A sarcoma is a group of abnormal cells that develop in the soft tissue or bone that may spread to other areas of the body. A soft tissue sarcoma can originate in the muscle, fat, nerves, blood vessels, fibrous tissue, or deep skin tissues in any area of the body. There are more than 50 different types of soft tissue sarcomas that may be malignant (cancerous), benign (non-cancerous), or intermediate soft tissue tumors (behaving like both a cancer and non-cancer). Some of the soft tissue sarcomas that may be treated with radiation therapy at Premier Cancer Centers in Dallas, TX are:
- Gastrointestinal stromal tumor (GIST)
- Liposarcoma (dedifferentiated, myxoid, or pleomorphic)
- Malignant peripheral nerve sheath tumor
- Rhabdomyosarcoma (more common in the children)
- Synovial sarcoma
- Undifferentiated pleomorphic sarcoma
Bone sarcomas, also known as bone cancer, begin in the bone and may be classified as benign (non-cancerous) or malignant (cancerous). The bone sarcomas that may be treated by our board-certified radiation oncologist with radiation therapy at Premier Cancer Centers include:
- Ewing tumor or sarcoma
The risk of developing a soft tissue sarcoma may be increased by exposure to radiation or certain chemicals, family cancer syndromes, or a damaged lymph system. Bone cancer may be more likely to occur in patients who have certain genetic disorders, including Paget disease or certain osteosarcomas.
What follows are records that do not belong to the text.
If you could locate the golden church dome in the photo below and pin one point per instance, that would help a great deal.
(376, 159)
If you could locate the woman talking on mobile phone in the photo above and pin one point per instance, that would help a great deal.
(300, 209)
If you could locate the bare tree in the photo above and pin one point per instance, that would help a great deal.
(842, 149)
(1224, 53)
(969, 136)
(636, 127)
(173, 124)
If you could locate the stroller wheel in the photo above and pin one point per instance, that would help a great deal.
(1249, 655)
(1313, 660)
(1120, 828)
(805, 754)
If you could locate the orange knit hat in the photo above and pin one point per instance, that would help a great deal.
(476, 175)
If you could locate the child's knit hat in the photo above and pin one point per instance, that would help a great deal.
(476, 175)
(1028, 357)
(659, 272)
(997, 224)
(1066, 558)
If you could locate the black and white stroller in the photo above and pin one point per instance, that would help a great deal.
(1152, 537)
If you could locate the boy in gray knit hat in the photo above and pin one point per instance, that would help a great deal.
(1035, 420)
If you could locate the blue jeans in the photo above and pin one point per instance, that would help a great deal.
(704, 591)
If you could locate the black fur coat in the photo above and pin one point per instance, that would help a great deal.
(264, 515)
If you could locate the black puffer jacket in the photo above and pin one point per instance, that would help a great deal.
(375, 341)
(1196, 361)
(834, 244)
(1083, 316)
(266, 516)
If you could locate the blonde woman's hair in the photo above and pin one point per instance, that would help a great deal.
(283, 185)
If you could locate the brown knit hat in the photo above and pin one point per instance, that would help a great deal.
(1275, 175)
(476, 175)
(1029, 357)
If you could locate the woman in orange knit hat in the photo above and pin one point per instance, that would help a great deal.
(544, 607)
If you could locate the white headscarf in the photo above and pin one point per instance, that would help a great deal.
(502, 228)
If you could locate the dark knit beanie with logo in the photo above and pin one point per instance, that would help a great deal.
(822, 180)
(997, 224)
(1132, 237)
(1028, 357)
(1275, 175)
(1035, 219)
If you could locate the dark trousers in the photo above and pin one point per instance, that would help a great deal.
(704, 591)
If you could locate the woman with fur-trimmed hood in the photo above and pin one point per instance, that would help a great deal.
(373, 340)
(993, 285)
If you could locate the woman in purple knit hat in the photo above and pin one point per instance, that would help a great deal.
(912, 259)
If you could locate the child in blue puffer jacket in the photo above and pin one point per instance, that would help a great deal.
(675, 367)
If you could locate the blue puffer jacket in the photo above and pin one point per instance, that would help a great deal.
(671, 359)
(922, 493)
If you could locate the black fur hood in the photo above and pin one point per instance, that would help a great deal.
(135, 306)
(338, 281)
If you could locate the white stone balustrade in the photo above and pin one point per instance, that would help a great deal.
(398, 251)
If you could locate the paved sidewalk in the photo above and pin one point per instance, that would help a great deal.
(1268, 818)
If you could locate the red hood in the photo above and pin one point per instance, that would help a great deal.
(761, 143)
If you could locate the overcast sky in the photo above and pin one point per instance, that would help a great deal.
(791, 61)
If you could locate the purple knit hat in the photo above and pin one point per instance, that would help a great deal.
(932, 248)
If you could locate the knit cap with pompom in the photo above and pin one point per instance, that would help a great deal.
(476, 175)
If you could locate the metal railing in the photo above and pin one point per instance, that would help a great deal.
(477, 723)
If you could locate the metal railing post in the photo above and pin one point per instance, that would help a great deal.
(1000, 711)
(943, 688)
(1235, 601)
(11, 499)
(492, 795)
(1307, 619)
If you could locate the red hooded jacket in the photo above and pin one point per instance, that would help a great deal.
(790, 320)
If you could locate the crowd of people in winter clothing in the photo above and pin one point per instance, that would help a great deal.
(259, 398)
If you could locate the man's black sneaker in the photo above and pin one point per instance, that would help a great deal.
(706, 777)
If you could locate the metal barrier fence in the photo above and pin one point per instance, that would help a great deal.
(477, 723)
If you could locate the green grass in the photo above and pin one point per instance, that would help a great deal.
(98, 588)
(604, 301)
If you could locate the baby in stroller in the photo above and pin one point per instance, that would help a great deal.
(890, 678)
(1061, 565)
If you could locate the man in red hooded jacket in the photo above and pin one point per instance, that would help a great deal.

Soft tissue sarcomas are usually first noticed with a growing mass that may not be painful or show symptoms. Bone sarcomas usually begin with pain in the affected bone. Other signs and symptoms of sarcomas are:
- Abdominal pain
- Black, tarry stools
- Blood in vomit or stool
- Bone pain
- Mass or lump that continues to grow
- Weakened bones
If a patient shows signs of sarcoma that cannot be explained with another medical condition, the doctor will typically order an imaging test (X-ray, CT scan, MRI, or ultrasound). A mass or tumor found in the soft tissue or bone will require a biopsy to diagnosis the tumor as cancerous.
External beam radiation therapy (EBRT) can be used to treat bone or soft tissue sarcomas with either the CyberKnife Radiosurgery or TomoTherapy H Series.
Radiation Side Effects
The most common side effect patients experience during radiation therapy for sarcomas is fatigue.